I have a custom recipe that does some amount of data transformation (e.g. creating multiple examples from one input) but by having it print everything just before the
yield statement, it seems to generate the examples I want, each with unique input and task hashes.
However, when I start annotating I see duplication. With default
batch_size 10 and if I start indexing the examples I see from the
print just before
yield task from 1, the pattern is
1, 2, 3,.... 22, 23, 1, 2, (and I stop tracking).
batch_size 1, the pattern is
1, 2, 3, 1, 2, 3, 4, 5, 6, 4, 5, 6, ... (i.e. it seems every 3 examples are shown twice and then we move on to the next 3)
db-out a dataset generated by this, the resulting jsonl has the duplicate entries - the whole lines are exactly the same, including the hashes (assuming same annotation on both passes).
exclude_by is left/set to
task, which I thought should not allow the above to occur.
I'm using Prodigy 1.9.9, default DB.
@geniki Could you share the code that generates the examples and your recipe config settings? It's otherwise a bit hard to help debug this, because there could be a lot of explanations.
@cgreco thanks, I missed your thread and the related one here Refresh browser fix with force_stream_order.

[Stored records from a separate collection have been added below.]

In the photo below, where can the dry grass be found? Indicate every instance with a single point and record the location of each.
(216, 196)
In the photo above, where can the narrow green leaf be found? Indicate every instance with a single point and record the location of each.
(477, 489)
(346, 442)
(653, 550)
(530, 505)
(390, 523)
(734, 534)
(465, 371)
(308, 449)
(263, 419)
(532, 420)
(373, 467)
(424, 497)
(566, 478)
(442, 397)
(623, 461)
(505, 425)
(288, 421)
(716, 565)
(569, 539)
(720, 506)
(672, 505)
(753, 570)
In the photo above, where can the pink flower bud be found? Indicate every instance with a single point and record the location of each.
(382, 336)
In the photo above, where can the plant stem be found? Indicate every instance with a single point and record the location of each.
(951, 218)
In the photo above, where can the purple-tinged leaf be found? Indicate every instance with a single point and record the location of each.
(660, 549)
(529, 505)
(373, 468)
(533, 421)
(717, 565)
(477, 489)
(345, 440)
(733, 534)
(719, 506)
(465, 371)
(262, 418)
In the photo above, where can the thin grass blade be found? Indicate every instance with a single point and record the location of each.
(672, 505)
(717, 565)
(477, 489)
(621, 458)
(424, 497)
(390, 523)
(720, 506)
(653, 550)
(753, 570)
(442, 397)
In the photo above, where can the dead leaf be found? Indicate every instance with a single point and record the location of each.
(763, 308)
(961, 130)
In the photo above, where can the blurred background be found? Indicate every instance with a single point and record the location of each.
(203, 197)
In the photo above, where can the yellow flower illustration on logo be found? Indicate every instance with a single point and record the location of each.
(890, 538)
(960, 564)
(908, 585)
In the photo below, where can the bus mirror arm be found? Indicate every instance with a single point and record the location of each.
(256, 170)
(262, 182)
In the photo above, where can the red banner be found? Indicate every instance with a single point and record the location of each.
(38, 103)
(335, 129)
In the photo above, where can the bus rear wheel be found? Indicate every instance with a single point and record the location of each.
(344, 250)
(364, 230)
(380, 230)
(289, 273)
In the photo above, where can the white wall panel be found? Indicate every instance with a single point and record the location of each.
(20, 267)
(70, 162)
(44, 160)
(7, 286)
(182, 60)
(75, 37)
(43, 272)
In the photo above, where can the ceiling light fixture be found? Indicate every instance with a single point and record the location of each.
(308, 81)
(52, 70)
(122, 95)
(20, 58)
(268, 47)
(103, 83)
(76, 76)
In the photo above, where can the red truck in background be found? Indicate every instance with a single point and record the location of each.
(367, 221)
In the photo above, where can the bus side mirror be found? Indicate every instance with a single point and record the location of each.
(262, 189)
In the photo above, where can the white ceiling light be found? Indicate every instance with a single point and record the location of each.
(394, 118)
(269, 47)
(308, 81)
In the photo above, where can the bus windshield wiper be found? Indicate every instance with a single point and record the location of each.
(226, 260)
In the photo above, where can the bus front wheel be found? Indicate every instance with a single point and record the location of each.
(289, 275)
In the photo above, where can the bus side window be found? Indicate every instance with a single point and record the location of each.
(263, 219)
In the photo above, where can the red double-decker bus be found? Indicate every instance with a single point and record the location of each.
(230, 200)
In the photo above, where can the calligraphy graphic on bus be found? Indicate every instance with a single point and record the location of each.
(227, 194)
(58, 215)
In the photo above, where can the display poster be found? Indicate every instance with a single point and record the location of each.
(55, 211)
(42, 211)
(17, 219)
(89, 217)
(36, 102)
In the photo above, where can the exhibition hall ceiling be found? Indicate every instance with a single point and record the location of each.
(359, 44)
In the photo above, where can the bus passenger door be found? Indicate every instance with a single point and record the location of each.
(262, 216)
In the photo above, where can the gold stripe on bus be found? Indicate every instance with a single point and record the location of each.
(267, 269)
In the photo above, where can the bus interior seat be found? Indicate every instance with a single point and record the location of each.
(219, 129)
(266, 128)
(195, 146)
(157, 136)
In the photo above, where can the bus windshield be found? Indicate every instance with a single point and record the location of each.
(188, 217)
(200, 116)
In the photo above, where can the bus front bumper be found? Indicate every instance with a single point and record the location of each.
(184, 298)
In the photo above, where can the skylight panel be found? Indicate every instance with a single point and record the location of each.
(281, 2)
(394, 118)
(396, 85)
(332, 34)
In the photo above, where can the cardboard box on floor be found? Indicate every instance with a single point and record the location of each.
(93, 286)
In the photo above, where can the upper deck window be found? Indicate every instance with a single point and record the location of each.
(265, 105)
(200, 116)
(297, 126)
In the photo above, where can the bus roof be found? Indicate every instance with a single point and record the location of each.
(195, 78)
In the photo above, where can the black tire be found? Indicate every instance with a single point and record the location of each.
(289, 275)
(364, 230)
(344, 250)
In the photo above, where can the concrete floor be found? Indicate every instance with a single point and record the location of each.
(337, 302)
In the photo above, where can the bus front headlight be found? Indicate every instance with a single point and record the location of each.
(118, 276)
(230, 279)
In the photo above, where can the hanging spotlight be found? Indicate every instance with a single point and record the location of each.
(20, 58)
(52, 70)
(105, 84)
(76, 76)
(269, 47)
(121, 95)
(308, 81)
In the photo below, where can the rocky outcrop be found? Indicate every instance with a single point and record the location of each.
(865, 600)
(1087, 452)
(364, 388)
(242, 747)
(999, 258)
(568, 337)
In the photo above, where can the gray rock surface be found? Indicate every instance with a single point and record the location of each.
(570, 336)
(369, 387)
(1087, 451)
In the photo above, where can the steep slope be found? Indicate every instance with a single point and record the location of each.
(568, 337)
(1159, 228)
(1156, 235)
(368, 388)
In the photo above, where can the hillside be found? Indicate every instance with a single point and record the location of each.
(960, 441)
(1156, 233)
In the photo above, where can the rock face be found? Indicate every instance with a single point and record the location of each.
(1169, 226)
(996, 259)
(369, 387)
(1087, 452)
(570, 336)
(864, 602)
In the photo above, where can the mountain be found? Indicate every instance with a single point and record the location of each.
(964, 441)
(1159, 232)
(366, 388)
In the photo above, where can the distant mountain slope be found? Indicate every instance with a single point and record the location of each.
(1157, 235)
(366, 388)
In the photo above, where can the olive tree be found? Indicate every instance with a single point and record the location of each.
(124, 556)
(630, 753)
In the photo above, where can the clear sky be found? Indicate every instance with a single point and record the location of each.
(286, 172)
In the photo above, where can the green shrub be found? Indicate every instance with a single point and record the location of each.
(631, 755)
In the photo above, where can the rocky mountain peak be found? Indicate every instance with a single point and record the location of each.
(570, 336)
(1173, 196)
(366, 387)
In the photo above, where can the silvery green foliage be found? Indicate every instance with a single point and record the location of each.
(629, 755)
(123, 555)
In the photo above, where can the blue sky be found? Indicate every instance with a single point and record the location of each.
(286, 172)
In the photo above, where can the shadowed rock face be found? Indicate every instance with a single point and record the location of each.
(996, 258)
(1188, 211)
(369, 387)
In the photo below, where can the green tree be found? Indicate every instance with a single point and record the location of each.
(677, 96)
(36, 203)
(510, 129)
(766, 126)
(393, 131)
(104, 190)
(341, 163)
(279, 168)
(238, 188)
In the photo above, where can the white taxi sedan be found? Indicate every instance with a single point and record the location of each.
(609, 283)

As suggested in that thread, I tried setting
False and that removes the duplication but it turns off an equally important feature.
Unlike the others, I was not using a named session. I tried with a named session and got the same results.
@ines it's not always quick to create a new recipe with the same logic and that is shareable on a public forum. I thought confirming that I'm happy with the output of the recipe from it's
yield statement is a good checkpoint. I'll try to create a self-sufficient case but at the moment it seems that the problem is more general given the other threads.
I was able to reproduce duplicate examples seen in the client using
force_stream_order=True, and I'm debugging it.
Thanks for reporting, I'll update this thread once I've found the root cause and a fix.
Just released v1.9.10, which should fix the underlying problem with
force_stream_order (explained in detail by @justindujardin in this post). The only case where a glitch may still be possible with the current implementation is if you hold down a hotkey and rapid fire – but that should also be a pretty unusual scenario.